Composée de 1946 à 1948, la Turangalîla-Symphonie est une oeuvre monumentale d'Olivier Messiaen. Assurément, son interprétation représente une tâche colossale pour un orchestre symphonique universitaire. Et cette tâche a été dignement accomplie par celui de McGill, vendredi à la Maison symphonique.

Dix mouvements exécutés en 80 minutes, soit une introduction, trois séries de «mouvements enchâssés », un mouvement final joyeux et euphorique, le tout articulé autour de quatre «thèmes cycliques» pour reprendre l'expression du défunt compositeur (1908-1992). Ce n'est pas rien! 

Grande diversité de procédés compositionnels au menu : entre autres, arabesque à la clarinette, scherzo pour piccolo et basson, discours atonal au piano, variété de couches texturales générées par les cordes, les cuivres et les bois, cohabitation continue de la consonance et de la dissonance, usage probant des ondes Martenot, présence de percussions variées, des timbales, solo de contrebasse sur «fond scintillant d'instrument à clavier et de bois», etc. 

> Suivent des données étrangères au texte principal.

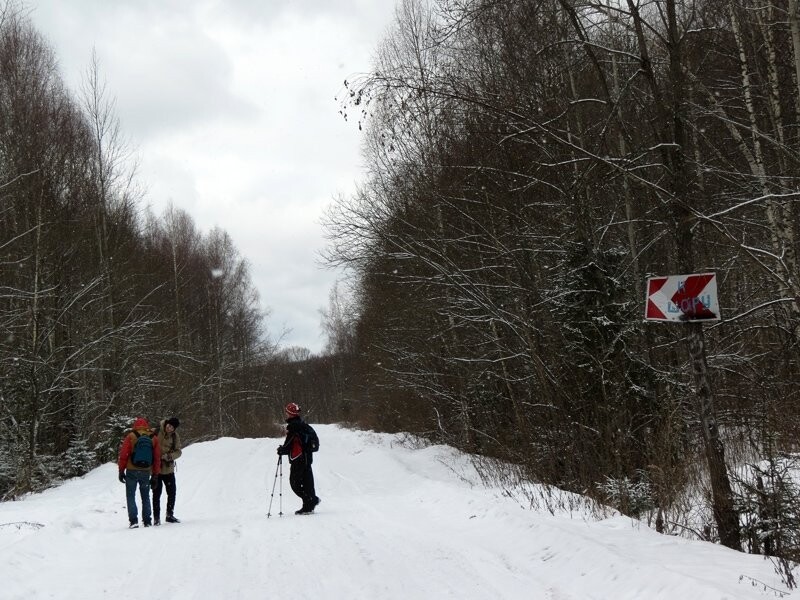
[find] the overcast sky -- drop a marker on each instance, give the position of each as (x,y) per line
(230,107)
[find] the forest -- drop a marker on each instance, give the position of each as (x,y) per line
(530,163)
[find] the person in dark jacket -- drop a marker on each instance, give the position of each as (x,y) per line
(170,443)
(142,475)
(301,441)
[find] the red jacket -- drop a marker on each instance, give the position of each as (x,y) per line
(126,449)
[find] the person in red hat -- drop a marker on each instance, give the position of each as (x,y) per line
(139,465)
(300,444)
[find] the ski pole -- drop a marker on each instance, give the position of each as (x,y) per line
(272,495)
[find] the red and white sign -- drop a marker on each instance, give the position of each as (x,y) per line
(682,298)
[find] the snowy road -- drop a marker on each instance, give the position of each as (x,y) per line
(395,523)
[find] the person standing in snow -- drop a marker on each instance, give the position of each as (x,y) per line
(300,444)
(170,444)
(139,464)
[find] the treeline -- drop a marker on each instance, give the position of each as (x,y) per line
(531,163)
(106,312)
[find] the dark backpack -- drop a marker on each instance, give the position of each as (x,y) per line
(142,455)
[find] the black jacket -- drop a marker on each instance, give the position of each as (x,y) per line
(306,436)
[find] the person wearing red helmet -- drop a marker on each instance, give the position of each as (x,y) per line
(139,465)
(300,444)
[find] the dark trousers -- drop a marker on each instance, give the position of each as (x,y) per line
(301,478)
(166,482)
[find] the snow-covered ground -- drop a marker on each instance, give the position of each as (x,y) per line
(395,523)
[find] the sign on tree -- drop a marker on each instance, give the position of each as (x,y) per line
(682,298)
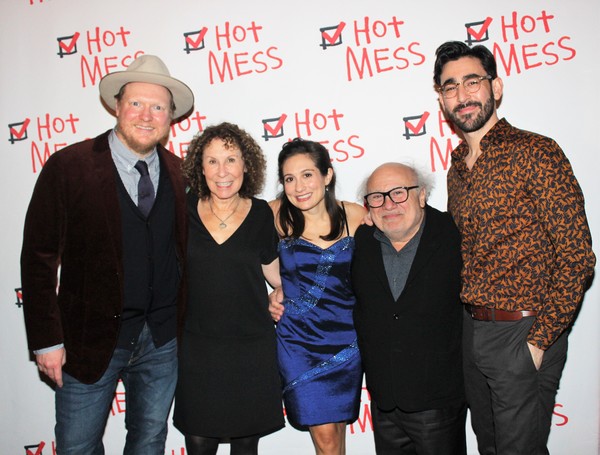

Cette oeuvre témoigne d'une grande liberté du compositeur français, de l'austérité conceptuelle à la folie festive en passant par des séquences de réelle tendresse mélodique... à tel point qu'on a parfois un peu de mal à en saisir le fil conducteur.  Mais il suffit de rester attentif pour identifier les raccords de la Turangalîla-Symponie. Pour en apprécier la cohérence, les concepts et les moments de grande beauté.

Près de sept décennies après sa conception, cette oeuvre a passé l'épreuve du temps, ses caractéristiques naguère jugées bizarroïdes sont désormais admises par tant de mélomanes curieux et ouverts d'esprit. 

Quant à l'interprétation de l'Orchestre symphonique de McGill sous la direction d'Alexis Hauser, on ne peut qu'applaudir. Une fois de plus, le maestro a réussi à soutirer le maximum d'un orchestre d'étudiants des plus fervents et de solistes professionnels aguerris (la pianiste Kyoto Hashimoto, l'ondiste Estelle Lemire), sans pour autant rivaliser avec les interprétations de cette même oeuvre par de grands orchestres symphoniques professionnels. Dans un tel contexte, difficile voire impossible d'exiger davantage de cohésion, de précision, d'intelligibilité. Et il y a lieu de s'en réjouir. 

ORCHESTRE SYMPHONIQUE DE McGILL

Chef d'orchestre: Alexis Hauser. Solistes : Kyoko Hashimoto, piano, Estelle Lemire, ondes Martenot. Vendredi soir, Maison symphonique de Montréal, 19h, festival Montréal/Nouvelles Musiques (MNM)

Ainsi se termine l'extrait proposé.